To make matters worse, the wildfire darkens the ground by charring it, so it will now heat up even more quickly in the sun. If the landscape is level, a neat pit of melted ice will form and grow, because water also readily absorbs solar radiation. All the vegetation that was previously locked in the ice will also sink to the bottom of the watery pit, darkening it even more.
Permafrost is basically a refrigerator for organic matter—and if it warms and thaws, microbes start to proliferate within it, just as they would on your food if you unplugged your fridge. Only these tundra microbes are chewing through millennia-old organic matter, releasing methane, a greenhouse gas that’s 80 times as potent as carbon dioxide. (If there isn’t standing water in the thawed permafrost and the plant material is drier, the microbes will release CO2 instead, but that’s less likely because the craters tend to create little ponds.)

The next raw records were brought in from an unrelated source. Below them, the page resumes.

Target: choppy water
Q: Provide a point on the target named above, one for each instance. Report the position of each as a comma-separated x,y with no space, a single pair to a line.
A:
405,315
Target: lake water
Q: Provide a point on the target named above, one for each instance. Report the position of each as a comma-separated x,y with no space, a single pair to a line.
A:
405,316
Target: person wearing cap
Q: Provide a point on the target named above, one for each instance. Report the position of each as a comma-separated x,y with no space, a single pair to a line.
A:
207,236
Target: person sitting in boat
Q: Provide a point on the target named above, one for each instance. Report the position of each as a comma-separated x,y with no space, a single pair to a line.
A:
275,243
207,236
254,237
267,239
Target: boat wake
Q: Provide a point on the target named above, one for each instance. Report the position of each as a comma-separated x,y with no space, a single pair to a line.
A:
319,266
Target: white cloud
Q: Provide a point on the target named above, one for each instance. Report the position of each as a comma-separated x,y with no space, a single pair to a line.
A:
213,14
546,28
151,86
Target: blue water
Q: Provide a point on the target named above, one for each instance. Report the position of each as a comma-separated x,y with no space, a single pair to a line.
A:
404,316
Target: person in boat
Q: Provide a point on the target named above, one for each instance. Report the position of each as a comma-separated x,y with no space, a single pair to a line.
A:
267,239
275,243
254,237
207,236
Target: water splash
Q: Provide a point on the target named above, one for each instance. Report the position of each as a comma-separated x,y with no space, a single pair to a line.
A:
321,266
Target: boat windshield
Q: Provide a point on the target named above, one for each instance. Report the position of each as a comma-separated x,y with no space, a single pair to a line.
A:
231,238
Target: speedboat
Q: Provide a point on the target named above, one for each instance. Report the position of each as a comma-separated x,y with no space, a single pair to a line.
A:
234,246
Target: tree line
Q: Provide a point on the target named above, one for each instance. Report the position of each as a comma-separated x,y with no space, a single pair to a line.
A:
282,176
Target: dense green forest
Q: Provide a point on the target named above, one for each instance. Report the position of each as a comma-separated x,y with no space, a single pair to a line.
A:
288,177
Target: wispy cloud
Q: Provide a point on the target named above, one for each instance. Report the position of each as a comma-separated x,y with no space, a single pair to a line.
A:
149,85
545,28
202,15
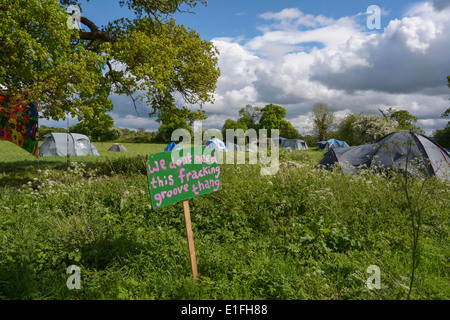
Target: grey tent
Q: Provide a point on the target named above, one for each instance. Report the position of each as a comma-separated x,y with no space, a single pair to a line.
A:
331,143
59,144
402,150
295,144
117,148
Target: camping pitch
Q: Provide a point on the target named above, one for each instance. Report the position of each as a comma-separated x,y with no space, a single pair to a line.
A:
295,144
331,143
117,148
63,144
402,150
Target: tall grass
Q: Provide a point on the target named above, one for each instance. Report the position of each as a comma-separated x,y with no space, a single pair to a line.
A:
301,234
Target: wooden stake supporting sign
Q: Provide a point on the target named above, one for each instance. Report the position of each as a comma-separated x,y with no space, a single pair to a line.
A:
190,236
180,175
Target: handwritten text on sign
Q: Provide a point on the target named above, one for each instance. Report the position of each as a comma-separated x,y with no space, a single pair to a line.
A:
182,174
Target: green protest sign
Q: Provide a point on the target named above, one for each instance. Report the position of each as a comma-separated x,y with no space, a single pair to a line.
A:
179,175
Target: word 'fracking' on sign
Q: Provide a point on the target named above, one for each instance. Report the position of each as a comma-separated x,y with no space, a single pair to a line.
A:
182,174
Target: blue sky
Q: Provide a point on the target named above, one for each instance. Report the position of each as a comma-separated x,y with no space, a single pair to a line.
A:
295,53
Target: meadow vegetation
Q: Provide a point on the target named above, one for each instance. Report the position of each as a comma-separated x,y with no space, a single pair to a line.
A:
300,234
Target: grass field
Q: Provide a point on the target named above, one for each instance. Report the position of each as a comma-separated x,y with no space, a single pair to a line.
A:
301,234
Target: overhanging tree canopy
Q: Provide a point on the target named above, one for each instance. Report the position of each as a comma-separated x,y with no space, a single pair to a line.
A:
74,71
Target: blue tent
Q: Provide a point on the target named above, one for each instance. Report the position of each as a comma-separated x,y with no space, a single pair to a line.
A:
172,146
217,144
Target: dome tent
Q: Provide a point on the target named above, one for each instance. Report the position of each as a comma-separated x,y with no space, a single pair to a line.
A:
402,150
295,144
63,144
217,144
331,143
117,148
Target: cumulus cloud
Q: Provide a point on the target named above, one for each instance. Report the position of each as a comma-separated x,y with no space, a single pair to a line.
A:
300,59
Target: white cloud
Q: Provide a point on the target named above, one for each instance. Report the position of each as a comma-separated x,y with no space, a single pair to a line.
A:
300,59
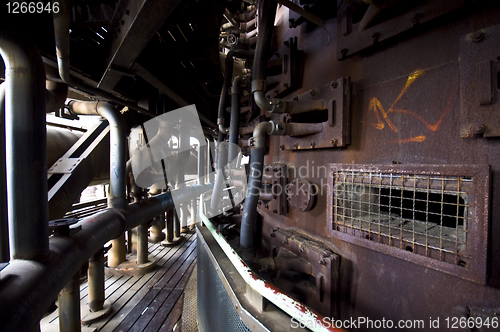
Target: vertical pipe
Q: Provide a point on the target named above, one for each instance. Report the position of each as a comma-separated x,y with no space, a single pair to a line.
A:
194,211
69,306
184,212
234,128
26,156
4,221
202,153
117,165
96,281
177,225
159,221
142,243
169,226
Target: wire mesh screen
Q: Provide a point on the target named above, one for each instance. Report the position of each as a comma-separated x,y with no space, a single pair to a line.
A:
429,215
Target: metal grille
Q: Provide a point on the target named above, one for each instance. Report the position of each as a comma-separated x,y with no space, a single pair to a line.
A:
429,215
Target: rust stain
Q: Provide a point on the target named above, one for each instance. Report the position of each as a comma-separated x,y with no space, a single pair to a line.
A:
382,115
420,138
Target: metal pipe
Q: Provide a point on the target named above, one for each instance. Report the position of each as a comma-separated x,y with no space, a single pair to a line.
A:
183,218
96,281
220,178
69,306
283,301
142,243
201,164
194,211
229,63
56,95
23,302
169,226
235,117
117,164
255,182
159,221
4,221
176,225
262,52
26,156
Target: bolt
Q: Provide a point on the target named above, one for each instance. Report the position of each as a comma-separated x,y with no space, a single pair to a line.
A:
477,128
477,37
415,19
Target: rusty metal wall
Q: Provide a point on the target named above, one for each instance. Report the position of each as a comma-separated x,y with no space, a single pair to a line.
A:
406,109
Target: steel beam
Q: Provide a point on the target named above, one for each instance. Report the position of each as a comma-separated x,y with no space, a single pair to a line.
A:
141,21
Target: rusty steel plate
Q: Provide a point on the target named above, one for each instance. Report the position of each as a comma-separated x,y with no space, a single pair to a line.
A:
335,121
479,83
355,214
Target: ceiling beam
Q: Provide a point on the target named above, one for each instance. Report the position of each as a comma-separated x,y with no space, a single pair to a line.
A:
139,23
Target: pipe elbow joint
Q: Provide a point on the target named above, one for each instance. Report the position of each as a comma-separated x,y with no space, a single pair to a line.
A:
273,105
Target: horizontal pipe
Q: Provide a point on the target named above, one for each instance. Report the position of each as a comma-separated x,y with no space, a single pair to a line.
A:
23,301
303,129
117,143
292,307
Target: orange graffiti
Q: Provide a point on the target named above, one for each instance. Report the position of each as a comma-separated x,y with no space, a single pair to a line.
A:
382,115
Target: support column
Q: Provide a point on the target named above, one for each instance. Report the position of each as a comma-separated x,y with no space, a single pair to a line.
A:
194,213
26,155
98,307
172,228
69,306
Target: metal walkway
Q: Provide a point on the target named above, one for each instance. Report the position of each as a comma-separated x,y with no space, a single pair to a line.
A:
152,302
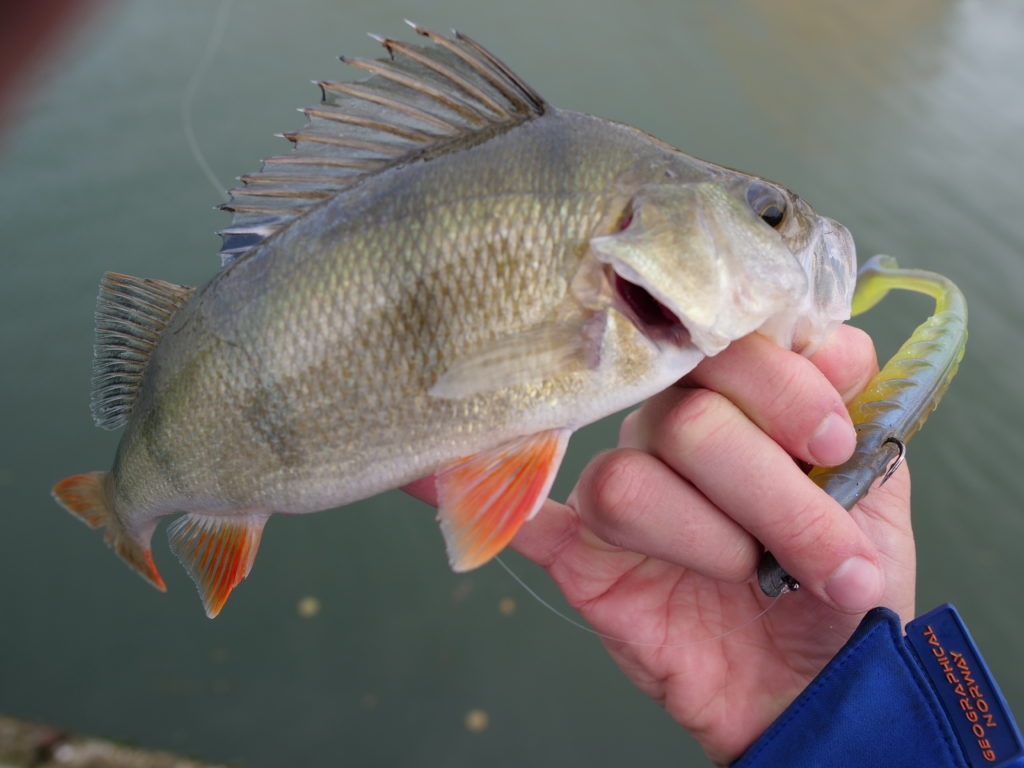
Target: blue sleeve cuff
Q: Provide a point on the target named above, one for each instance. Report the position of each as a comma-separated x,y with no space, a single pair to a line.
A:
885,699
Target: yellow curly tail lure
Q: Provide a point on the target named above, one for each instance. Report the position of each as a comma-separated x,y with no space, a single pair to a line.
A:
898,400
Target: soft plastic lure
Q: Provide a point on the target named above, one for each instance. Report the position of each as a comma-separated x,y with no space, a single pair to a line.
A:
900,397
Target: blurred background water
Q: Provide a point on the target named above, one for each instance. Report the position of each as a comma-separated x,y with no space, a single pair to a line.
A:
351,641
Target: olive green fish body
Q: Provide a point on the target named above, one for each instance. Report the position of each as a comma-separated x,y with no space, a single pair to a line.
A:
446,278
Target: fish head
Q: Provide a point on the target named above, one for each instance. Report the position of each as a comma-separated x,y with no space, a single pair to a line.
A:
704,256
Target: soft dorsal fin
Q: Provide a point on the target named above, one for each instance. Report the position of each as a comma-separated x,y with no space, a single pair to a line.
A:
420,102
131,312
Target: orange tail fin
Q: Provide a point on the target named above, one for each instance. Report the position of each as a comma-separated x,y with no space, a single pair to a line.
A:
88,498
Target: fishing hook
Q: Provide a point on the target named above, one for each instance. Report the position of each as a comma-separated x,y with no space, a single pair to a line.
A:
900,457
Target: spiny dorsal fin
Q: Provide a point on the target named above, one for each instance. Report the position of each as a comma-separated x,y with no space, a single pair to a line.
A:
131,312
421,101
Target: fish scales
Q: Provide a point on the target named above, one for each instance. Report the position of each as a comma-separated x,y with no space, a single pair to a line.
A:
455,312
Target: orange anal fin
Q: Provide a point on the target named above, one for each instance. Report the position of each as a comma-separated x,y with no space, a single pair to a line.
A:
217,552
88,498
483,499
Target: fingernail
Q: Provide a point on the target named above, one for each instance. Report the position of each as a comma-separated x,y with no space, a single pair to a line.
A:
833,441
855,586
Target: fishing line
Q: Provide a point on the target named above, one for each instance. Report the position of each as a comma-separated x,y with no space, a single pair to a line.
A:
212,43
601,635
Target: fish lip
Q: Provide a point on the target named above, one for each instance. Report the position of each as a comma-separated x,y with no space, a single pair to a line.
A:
652,318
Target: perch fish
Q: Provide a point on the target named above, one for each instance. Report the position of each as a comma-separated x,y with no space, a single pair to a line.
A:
446,276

“With thermokarst you expose deeper and deeper layers of permafrost to the thawing, much more efficiently than without thermokarst,” says University of Alaska Fairbanks permafrost geophysicist Vladimir Romanovsky, who wasn’t involved in the work. “The thermokarst process can turn a surface which was relatively dry into some sort of wetland, and wetlands are producers of of methane.”

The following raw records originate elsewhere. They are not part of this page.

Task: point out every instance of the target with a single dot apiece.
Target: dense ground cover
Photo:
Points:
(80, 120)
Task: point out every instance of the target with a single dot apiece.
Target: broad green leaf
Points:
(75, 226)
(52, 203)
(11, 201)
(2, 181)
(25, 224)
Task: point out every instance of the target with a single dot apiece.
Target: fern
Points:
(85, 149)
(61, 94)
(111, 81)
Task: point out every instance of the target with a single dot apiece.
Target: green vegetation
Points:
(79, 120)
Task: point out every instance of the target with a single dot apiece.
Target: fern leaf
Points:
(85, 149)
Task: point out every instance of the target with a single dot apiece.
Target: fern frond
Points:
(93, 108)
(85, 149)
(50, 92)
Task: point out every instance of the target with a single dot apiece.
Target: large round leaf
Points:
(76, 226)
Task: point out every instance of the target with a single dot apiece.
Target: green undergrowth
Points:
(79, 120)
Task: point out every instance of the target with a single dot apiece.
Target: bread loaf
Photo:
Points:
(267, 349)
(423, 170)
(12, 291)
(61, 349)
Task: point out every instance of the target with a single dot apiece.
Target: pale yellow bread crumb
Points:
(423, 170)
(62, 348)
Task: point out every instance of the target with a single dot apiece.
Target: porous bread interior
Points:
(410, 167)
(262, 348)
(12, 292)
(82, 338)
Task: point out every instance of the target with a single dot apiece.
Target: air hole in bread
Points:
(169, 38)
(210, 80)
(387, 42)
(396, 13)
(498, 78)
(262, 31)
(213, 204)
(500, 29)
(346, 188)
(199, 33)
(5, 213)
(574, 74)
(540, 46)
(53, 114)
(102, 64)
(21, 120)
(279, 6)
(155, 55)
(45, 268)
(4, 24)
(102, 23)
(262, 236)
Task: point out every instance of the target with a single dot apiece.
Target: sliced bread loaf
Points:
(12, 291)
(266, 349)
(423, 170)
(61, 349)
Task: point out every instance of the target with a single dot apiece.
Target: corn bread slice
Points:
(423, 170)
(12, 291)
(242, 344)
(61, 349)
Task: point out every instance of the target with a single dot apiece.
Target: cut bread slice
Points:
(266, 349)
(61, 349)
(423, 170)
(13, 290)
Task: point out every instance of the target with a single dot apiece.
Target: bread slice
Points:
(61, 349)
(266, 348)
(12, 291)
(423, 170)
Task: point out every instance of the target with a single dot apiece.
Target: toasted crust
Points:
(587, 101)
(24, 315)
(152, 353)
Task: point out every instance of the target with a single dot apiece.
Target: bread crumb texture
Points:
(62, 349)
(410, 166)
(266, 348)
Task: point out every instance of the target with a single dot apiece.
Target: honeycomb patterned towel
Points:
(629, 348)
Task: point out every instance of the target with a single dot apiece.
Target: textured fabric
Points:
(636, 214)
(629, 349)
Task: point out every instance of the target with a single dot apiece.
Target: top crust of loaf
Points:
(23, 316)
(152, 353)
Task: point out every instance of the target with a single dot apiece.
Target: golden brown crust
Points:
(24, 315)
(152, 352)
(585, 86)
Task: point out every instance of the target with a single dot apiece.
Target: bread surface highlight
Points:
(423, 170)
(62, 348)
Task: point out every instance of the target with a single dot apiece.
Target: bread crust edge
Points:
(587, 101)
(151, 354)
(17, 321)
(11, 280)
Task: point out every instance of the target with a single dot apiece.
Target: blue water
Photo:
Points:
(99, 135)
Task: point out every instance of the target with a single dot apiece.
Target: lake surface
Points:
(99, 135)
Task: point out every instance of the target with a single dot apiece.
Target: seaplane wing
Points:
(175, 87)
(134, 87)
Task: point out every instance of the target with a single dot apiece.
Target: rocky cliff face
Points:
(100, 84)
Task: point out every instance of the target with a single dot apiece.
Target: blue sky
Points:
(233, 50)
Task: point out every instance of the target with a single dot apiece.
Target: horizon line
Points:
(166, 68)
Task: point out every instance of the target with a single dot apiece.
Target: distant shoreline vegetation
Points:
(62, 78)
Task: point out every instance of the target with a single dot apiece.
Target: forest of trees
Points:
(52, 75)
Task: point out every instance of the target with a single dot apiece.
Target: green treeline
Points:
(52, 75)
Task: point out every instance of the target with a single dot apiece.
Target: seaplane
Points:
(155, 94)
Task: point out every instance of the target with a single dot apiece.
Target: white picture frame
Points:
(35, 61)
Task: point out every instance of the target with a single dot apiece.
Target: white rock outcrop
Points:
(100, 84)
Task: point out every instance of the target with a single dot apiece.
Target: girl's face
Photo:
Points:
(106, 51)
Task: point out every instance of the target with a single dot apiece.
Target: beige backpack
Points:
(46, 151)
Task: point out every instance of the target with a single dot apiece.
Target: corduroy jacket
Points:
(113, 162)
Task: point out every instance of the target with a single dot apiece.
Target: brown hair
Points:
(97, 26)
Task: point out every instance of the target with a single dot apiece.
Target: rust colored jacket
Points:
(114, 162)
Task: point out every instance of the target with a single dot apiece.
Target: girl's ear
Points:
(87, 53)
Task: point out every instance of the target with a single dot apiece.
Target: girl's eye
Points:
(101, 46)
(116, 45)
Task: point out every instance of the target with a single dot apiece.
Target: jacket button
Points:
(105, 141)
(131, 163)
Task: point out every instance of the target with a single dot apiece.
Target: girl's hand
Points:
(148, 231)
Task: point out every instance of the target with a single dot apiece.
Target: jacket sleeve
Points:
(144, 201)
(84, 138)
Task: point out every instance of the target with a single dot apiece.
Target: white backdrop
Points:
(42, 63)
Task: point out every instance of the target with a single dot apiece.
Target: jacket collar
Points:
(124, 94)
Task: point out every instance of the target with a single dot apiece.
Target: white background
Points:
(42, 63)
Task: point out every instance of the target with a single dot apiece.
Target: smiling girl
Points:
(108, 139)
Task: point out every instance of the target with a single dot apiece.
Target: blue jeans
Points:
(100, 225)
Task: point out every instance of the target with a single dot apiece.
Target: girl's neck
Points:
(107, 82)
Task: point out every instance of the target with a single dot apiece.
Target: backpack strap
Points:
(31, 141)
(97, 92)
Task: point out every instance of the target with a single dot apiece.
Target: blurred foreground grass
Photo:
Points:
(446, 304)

New vegetation grows in the pit, and when it dies it rots in this soggy environment, also producing planet-warming gases. So a landscape that was once fairly dry, with carbon locked in the ground, is now much more actively belching emissions. A gradual permafrost thaw would have done this slowly, but the creation of thermokarst kicks the process into overdrive.

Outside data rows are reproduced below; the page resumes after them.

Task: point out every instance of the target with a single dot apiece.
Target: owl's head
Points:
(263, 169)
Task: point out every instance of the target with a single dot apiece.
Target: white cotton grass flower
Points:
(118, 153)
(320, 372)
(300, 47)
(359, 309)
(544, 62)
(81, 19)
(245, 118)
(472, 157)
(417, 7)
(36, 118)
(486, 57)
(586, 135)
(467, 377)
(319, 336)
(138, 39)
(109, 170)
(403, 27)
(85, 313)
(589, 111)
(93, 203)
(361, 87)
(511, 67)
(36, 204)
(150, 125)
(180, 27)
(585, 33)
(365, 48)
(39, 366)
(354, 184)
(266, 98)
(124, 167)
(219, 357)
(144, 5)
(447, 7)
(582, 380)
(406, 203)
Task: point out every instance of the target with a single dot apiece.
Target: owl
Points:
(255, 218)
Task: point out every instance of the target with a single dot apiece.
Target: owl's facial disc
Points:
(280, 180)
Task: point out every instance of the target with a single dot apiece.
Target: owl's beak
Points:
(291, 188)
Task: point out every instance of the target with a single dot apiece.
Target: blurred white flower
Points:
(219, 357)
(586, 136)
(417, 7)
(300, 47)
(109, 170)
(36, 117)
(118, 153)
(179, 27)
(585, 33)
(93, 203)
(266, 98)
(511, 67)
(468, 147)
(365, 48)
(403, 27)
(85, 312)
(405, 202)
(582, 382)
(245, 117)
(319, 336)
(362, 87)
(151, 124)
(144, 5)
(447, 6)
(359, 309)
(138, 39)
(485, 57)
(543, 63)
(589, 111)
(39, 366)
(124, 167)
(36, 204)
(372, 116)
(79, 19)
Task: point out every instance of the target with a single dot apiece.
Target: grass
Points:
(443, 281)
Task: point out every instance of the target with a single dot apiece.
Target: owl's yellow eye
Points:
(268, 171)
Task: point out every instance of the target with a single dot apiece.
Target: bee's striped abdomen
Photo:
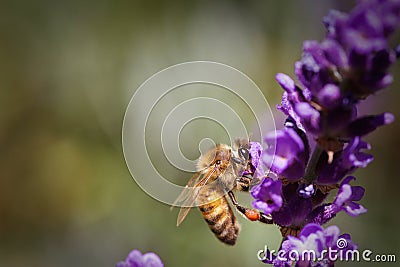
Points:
(220, 218)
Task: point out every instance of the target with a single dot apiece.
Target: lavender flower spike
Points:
(288, 157)
(345, 199)
(137, 259)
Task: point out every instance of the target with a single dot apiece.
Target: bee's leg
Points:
(251, 214)
(243, 183)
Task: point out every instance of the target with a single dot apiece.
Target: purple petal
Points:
(151, 259)
(354, 209)
(330, 96)
(134, 259)
(285, 82)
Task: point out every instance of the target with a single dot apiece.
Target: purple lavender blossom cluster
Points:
(136, 259)
(321, 143)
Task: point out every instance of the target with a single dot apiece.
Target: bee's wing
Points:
(190, 193)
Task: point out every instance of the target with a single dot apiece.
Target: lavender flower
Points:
(345, 199)
(268, 195)
(288, 156)
(255, 155)
(336, 74)
(137, 259)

At the moment, climate models just aren’t equipped to consider such complexity. “Presently, most studies—especially modeling works—are focused on gradual permafrost thaw, which releases carbon from ground surface,” says Chen. “However, thermokarst formation will expose ancient carbon deep in the soil column to active decomposition. Once initiated, the carbon loss from these horizons may never recover.” According to one study from a separate international team of scientists, without taking this kind of abrupt thaw into account, scientists may be underestimating the climate effect of thawing permafrost by 50 percent.
Across the Arctic, hotter temperatures are already pockmarking landscapes with thermokarst pits, but climate change is also changing the wildfire “regime,” or the way that blazes start and behave. Hotter temperatures create more dry fuel, which allows for fires to become bigger and more intense, and therefore more destructive to the ecosystem and underlying permafrost. And while the team’s modeling only looked at northern Alaska, Lara says that this tundra system is similar to others around the world, particularly in Siberia. “That region is just being lit up and really, really heavily disturbed by wildfire,” says Lara. “A lot of the implications for the amount of thermokarst could be applicable to what they’re seeing over there as well.”
“It’s really an upending of a system,” Lara adds. “It’s pretty crazy how fast things are changing.”